Difference between routing and forwarding table
Routing is the decision over which interface a packet is to be sent. This decision has to be made for locally created packets, too. Routing tables contain network addresses and the associated interface or nexthop. This refers to
ip route and
ip rule (in a Linux context).
Forwarding refers to packets which reach a system but are not destined for this system. Forwarding is a decision of the system: "I take the packet and try to get it towards its destination." Instead of just dropping it. "forwarding" is a common term in the context of packet filters. Linux' Netfilter has three chains in its base table: INPUT, OUTPUT, and FORWARD. This chain just makes the decision "Shall this packet be forwarded or dropped?" (if forwarding is generally enabled on the system; Linux again: /proc/sys/net/ipv4/ip_forward).
On most systems -- those with a single network connection -- they will be the same. On a router, however, they will tend to be different.
The routing table holds all the routes a router learns from its peers and neighbors using a dynamic routing protocol such as OSPF or BGP. Each route gets sorted and evaluated, based on the parameters of the routing protocol in use, and the subset of routing table entries that are 'best' are put into the forwarding table. When the router receives a packet, it looks up the destination address in the forwarding table to decide which interface to sent the packet out via, and what the next-hop address should be. As new routes are learned, interfaces brought up or down, or policy changes made to the ranking scheme, the routing table is reevaluated and the forwarding table updated.

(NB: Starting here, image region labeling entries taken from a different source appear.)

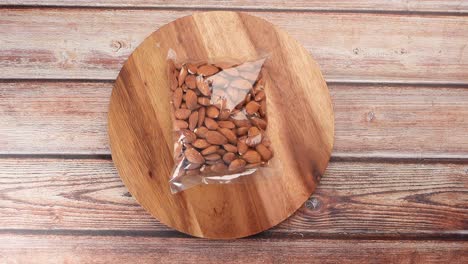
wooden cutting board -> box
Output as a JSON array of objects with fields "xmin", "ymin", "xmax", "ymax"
[{"xmin": 109, "ymin": 11, "xmax": 334, "ymax": 238}]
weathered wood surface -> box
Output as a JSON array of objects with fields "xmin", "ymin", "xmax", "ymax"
[
  {"xmin": 0, "ymin": 81, "xmax": 468, "ymax": 159},
  {"xmin": 0, "ymin": 233, "xmax": 468, "ymax": 264},
  {"xmin": 0, "ymin": 0, "xmax": 468, "ymax": 13},
  {"xmin": 0, "ymin": 159, "xmax": 468, "ymax": 239},
  {"xmin": 0, "ymin": 8, "xmax": 468, "ymax": 84}
]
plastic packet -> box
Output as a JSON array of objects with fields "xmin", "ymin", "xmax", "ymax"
[{"xmin": 168, "ymin": 53, "xmax": 273, "ymax": 193}]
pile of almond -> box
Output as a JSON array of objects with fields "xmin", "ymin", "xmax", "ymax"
[{"xmin": 169, "ymin": 59, "xmax": 273, "ymax": 176}]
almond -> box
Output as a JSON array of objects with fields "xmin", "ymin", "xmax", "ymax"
[
  {"xmin": 258, "ymin": 99, "xmax": 266, "ymax": 117},
  {"xmin": 205, "ymin": 153, "xmax": 221, "ymax": 161},
  {"xmin": 198, "ymin": 97, "xmax": 211, "ymax": 106},
  {"xmin": 206, "ymin": 105, "xmax": 219, "ymax": 118},
  {"xmin": 182, "ymin": 129, "xmax": 197, "ymax": 143},
  {"xmin": 218, "ymin": 109, "xmax": 231, "ymax": 120},
  {"xmin": 174, "ymin": 120, "xmax": 188, "ymax": 130},
  {"xmin": 245, "ymin": 134, "xmax": 262, "ymax": 147},
  {"xmin": 185, "ymin": 90, "xmax": 198, "ymax": 110},
  {"xmin": 218, "ymin": 127, "xmax": 237, "ymax": 144},
  {"xmin": 185, "ymin": 75, "xmax": 197, "ymax": 89},
  {"xmin": 205, "ymin": 131, "xmax": 228, "ymax": 145},
  {"xmin": 192, "ymin": 138, "xmax": 211, "ymax": 149},
  {"xmin": 237, "ymin": 138, "xmax": 249, "ymax": 155},
  {"xmin": 174, "ymin": 108, "xmax": 192, "ymax": 120},
  {"xmin": 205, "ymin": 117, "xmax": 218, "ymax": 130},
  {"xmin": 197, "ymin": 64, "xmax": 219, "ymax": 76},
  {"xmin": 242, "ymin": 150, "xmax": 262, "ymax": 163},
  {"xmin": 197, "ymin": 76, "xmax": 211, "ymax": 96},
  {"xmin": 218, "ymin": 121, "xmax": 236, "ymax": 129},
  {"xmin": 228, "ymin": 159, "xmax": 246, "ymax": 171},
  {"xmin": 245, "ymin": 101, "xmax": 260, "ymax": 115},
  {"xmin": 223, "ymin": 152, "xmax": 236, "ymax": 164},
  {"xmin": 255, "ymin": 144, "xmax": 273, "ymax": 161},
  {"xmin": 187, "ymin": 63, "xmax": 197, "ymax": 74},
  {"xmin": 236, "ymin": 127, "xmax": 249, "ymax": 136},
  {"xmin": 201, "ymin": 145, "xmax": 219, "ymax": 156},
  {"xmin": 210, "ymin": 162, "xmax": 227, "ymax": 173},
  {"xmin": 189, "ymin": 111, "xmax": 198, "ymax": 131},
  {"xmin": 197, "ymin": 107, "xmax": 206, "ymax": 127},
  {"xmin": 216, "ymin": 148, "xmax": 227, "ymax": 156},
  {"xmin": 250, "ymin": 117, "xmax": 267, "ymax": 130},
  {"xmin": 255, "ymin": 91, "xmax": 265, "ymax": 102},
  {"xmin": 223, "ymin": 144, "xmax": 237, "ymax": 153},
  {"xmin": 184, "ymin": 148, "xmax": 205, "ymax": 164},
  {"xmin": 178, "ymin": 66, "xmax": 188, "ymax": 86},
  {"xmin": 172, "ymin": 88, "xmax": 184, "ymax": 109},
  {"xmin": 194, "ymin": 124, "xmax": 208, "ymax": 138},
  {"xmin": 230, "ymin": 79, "xmax": 252, "ymax": 90}
]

Routing tables are typically stored in RAM; forwarding tables on high-performance gear will be distributed across line cards (in modular systems), and is stored in higher-speed TCAM. There is typically a finite number of routes that can be held in TCAM; when the forwarding table exceeds TCAM capacity, packets may be dropped, or routed in software (which is significantly slower).
First of all, in my point of view, I think you should first clearly understand the distinction between forwarding and routing, which is often neglected. According to the book Computer Networks in page 240 by Lary L.Peterson, forwarding is a series of actions the router will take once receives a packet, including looking at its destination address, consulting a table, and sending the packet in a direction determined by that table. However, routing here refers to the process by which the forwarding tables are built.
Returning back to the original question, we can draw the conclusion that although we can keep a forwarding table and a routing table in the same structures, there are many reasons to separate them. A forwarding table usually needs to be structured to optimize the process of looking up an address when forwarding a packet, which holds more information such as MAC address. In contrast, the routing table usually focuses on calculating changes in topology, and the entries in routing table are usually more succinct, only including the IP of next hop.